The sixth interpretation refers to Boaz himself (Ruth's husband, and great-grandfather to King David). This is the literal meaning (the p'shat) -- all the others are NOT literal. The passage has to do with Boaz sitting and eating with the common reapers. . .
Do you begin to see just how the missionaries mislead people with selective quotes and by not explaining the difference between allegory and literal meaning?
The missionaries misuse Jewish sources that are stories and try to somehow hang a theological "proof" on a story. This is like insisting that Santa Clause is an integral part of trinity.
Ruth Rabbah is a later work -- while no one knows with certainty when it was written it can't be earlier than the 4th century of the common era (CE) because Rabbis who lived then are mentioned! The Encyclopedia Judaica seems to think it couldn't be earlier than the 6th century of the common era (it quotes sources from the 4th century CE), but in its current form the earliest iteration is the 16th century CE. the Encyclopedia Judaica says: "Ruth Rabbah, first published at Pesaro in 1519 together with the four Midrashim on the other Scrolls (to which it bears no relation), has often been reprinted on the basis of this editio princeps. The printed versions are quite defective. . . Ruth Rabbah is an exegetical Midrash. . .The work has apparently a total of ten poems, these being of the classical type found in amoraic Midrashim, in that they commence with an extraneous verse, taken usually from the Hagiographa, which is expounded and then connected with the one treated at the beginning of the section."
The point being that referencing this Midrash which post-dates Christianity is no "prophetic proof" of Jesus.
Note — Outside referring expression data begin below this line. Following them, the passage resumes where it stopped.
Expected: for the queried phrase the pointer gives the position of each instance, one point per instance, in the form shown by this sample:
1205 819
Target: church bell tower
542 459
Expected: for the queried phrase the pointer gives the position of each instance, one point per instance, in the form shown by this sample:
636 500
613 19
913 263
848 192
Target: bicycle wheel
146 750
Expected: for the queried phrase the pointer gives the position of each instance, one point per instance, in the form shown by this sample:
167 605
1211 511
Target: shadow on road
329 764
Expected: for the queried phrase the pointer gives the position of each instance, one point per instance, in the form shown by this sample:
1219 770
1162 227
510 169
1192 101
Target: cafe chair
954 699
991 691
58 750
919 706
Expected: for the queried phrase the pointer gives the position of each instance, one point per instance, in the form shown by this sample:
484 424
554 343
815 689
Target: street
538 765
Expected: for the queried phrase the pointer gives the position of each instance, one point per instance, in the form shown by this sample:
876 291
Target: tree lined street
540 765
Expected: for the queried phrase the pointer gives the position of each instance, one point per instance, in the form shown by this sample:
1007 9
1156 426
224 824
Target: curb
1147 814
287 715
Midrash Aggadah / מדרש אגדה can take any biblical word or verse as a starting point, but there is no one standardized method of interpretation. Indeed, some scholars define midrash simply as any Jewish statement with a reference to a specific biblical verse or verses. One can find the link from Ruth to the messiah in the Babylonian Talmud, where R' Ĕl'azar [ben Shammua'], a 4th generation (mid-2nd century C.E.) tanna says: “At around mealtime, Bo'az said to her ‘Goshi halōm’ (Come over here)...” [Rut / Ruth 2:14]—Said Rabbi Ĕl'azar: [By saying this] he was giving her a hint “The royal dynasty of King David is destined to come from you”, because the [unusual]word halōm is also applied to it in the verse [Sh'muél Beit / 2 Samuel 7:18] “Then King David went in and sat in HaShem’s Presence and said, ‘L-rd G-d, who am I and what is special about my house that You have brought me halōm (to here)?’ ” (Babylonian Talmud, Treatsie Shabbat 113b).
Do not let missionaries mislead you when they quote stories as if this is somehow "proof" of something -- and remember that the messiah IS a Jewish concept, one will find references to the messiah both in the T'nach (bible) and Jewish writings, but a mere mention of the messiah does not in any way prove that Jesus was that messiah.